The situation in Europe

There are now more countries providing models for how reform can be implemented. The Netherlands, Switzerland and Portugal have shown that reforms can be carried out without breaching international drug treaties, and that an approach with more emphasis on health and social measures can produce better outcomes and achieve strong community support.

In contrast, Sweden is one of few European countries still heavily reliant on severe punishment and drug law enforcement. It claims a drug-free nation as the over-arching goal of its drug policy and rejects safer injecting facilities and heroin assisted treatment.

Sweden still only has the same two needle syringe programs that were established 25 years ago. And it has the eighth-highest drug overdose death rate in the European Union while the Netherlands has the 19th and Portugal the 25th. Overdose deaths have been increasing in Sweden, are stable in the Netherlands and falling in Portugal.

Still, the country seems to be slowly moving away from its hardline approach and gradually becoming more like other European Union countries. And it takes drug treatment seriously, as do all countries that have started reforming their drug policy.

Coinciding with a major expansion and improvement of drug treatment in Zurich, Switzerland, the estimated number of new heroin users declined from 850 in 1990 to 150 in 2002 with decreasing numbers of heroin overdose death, HIV infections and crime. The quantity of heroin seized by police also declined during this period suggesting a shift from the black market to the white market.

Time to make the move

Sooner or later, one side of politics in Australia will realise that drug law reform could be a vote-changing issue for young people.

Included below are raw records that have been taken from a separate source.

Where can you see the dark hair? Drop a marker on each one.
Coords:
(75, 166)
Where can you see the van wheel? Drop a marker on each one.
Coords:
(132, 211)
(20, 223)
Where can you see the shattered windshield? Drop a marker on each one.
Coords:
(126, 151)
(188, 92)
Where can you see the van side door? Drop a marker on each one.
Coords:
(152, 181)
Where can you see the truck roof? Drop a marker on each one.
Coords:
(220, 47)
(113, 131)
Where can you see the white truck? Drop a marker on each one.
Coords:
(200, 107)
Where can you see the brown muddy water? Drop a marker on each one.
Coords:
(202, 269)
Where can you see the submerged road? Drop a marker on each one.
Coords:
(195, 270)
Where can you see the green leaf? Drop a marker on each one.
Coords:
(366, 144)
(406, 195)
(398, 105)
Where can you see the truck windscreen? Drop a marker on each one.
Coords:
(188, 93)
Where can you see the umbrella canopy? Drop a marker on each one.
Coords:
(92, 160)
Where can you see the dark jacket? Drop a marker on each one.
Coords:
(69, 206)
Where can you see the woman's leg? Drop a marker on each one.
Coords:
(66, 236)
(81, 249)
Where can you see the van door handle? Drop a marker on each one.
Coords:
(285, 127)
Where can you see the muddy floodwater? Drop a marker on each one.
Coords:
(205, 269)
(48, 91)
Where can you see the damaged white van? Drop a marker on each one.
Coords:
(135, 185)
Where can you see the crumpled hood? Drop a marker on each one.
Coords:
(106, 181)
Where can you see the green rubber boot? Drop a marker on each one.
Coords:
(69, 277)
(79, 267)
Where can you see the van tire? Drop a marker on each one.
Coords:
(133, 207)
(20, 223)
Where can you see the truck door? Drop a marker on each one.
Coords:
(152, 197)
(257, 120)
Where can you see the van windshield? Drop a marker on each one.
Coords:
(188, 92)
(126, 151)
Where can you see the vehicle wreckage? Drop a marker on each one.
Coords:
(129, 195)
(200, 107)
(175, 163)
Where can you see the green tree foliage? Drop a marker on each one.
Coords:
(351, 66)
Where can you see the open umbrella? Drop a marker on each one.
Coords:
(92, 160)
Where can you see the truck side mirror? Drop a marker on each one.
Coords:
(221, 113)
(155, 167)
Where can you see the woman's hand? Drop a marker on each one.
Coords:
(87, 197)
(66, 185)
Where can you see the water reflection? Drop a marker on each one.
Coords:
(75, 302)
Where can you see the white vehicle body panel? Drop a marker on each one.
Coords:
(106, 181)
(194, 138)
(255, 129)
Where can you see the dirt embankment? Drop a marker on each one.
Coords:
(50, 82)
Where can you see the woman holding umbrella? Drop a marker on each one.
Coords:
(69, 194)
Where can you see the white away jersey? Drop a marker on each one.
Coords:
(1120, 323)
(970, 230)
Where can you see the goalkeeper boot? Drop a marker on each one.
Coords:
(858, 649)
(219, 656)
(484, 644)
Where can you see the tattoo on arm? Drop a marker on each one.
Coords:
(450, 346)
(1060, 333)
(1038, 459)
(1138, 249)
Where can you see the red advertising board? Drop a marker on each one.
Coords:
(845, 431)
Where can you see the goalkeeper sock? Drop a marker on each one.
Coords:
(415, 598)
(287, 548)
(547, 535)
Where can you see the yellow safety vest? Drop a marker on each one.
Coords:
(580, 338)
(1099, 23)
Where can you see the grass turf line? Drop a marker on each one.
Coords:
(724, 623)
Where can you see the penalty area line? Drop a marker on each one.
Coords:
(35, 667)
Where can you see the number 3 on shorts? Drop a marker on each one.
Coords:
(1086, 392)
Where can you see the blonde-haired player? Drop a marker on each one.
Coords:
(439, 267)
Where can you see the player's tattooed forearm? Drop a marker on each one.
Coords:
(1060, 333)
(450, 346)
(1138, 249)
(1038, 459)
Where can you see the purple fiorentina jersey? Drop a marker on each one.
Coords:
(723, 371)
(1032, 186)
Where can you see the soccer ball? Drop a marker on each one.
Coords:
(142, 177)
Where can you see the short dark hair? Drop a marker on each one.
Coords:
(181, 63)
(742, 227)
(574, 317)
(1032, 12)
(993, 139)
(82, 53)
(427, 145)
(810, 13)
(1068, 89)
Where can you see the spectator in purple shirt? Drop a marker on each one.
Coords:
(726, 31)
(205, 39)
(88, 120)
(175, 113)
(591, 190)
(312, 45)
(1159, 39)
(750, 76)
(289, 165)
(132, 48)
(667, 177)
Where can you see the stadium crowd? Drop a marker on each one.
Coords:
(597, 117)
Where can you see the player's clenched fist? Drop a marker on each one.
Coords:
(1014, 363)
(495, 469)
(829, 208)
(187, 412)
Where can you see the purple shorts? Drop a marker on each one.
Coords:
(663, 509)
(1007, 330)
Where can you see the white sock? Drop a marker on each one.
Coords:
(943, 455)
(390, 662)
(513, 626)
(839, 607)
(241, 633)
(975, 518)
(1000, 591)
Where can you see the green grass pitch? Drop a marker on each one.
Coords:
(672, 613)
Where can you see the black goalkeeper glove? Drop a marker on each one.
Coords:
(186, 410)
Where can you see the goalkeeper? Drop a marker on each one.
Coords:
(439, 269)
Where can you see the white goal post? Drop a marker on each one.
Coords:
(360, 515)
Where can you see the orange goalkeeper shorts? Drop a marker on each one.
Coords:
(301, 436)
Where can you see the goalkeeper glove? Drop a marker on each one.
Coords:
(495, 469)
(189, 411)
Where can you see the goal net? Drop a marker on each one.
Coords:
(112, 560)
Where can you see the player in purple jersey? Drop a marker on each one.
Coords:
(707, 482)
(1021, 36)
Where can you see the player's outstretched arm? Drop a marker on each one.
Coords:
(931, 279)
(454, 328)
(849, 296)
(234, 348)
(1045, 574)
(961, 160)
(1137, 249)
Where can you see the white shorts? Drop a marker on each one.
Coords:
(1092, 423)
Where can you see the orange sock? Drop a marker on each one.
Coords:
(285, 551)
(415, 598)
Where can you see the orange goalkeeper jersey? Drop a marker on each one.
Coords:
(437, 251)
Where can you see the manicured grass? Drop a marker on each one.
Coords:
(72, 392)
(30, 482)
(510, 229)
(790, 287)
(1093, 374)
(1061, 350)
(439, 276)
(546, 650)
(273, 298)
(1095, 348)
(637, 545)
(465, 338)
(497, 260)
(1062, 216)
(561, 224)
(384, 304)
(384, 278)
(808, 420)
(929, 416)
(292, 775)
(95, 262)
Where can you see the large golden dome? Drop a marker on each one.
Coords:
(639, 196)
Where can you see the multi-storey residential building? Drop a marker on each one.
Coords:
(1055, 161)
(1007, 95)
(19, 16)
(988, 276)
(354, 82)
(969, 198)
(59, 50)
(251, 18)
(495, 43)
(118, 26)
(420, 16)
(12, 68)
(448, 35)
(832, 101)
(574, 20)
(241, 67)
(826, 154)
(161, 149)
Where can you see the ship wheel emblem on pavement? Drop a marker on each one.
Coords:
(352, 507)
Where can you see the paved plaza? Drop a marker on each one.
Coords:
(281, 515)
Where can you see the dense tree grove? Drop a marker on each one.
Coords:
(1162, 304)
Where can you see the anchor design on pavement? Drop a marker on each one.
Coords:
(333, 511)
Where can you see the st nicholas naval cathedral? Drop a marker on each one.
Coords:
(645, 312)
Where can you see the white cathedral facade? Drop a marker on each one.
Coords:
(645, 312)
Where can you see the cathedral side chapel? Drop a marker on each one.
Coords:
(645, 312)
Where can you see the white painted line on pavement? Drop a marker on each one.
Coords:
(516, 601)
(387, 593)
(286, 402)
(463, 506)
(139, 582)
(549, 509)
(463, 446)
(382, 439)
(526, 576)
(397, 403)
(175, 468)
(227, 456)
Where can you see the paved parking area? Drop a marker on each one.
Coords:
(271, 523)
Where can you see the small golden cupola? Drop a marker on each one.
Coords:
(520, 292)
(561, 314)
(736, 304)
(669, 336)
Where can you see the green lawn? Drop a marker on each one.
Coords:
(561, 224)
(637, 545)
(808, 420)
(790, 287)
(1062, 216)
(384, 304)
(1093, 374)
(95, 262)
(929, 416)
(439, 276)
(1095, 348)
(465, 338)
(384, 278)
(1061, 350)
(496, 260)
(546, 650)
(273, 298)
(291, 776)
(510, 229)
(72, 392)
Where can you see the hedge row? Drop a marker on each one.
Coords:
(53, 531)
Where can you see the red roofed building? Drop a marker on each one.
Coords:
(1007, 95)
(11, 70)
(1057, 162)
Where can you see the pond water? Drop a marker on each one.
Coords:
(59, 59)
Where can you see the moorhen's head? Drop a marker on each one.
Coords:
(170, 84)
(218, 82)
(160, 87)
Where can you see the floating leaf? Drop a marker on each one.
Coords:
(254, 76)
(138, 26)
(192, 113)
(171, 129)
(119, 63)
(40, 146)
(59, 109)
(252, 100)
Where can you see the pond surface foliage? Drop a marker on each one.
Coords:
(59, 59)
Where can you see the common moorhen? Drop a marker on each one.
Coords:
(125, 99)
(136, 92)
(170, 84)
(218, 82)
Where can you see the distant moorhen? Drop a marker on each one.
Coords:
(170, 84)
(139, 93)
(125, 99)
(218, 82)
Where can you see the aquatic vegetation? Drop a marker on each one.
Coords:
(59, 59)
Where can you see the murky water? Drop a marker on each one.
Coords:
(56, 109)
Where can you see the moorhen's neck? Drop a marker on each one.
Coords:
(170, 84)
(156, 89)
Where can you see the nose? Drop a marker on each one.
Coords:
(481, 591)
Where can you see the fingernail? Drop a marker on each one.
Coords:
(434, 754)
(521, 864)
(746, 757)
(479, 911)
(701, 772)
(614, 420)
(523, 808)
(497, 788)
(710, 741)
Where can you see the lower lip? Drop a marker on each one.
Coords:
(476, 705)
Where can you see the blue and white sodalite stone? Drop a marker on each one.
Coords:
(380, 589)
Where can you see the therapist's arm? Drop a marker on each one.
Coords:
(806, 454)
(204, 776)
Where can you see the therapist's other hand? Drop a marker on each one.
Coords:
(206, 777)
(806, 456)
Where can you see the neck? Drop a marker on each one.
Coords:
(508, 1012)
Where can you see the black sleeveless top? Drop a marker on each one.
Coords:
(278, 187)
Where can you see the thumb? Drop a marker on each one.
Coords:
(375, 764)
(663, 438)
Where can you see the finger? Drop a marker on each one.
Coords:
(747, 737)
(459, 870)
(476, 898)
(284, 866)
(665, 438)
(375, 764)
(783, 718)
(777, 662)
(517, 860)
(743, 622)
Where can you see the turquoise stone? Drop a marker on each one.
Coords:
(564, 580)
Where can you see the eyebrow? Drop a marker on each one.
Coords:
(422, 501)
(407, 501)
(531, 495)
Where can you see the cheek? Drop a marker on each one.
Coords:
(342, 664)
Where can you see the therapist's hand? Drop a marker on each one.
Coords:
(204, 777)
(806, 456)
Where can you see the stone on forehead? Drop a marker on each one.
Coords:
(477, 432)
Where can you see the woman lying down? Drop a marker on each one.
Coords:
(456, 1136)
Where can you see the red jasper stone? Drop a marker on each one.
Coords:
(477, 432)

With the current and two previous presidents of the United States, and the current prime minister of Australia, and the current and previous leaders of the Opposition all known to have tried cannabis, it’s increasingly difficult to explain why two to three million Australians are better off purchasing cannabis from criminals, corrupt police or outlaw motorcycle gangs than obtaining the same drug from regulated sources.

Drug policy is a difficult issue for politicians. But the longer they delay reform, or even discussion of reform, the more difficult it’s going to get.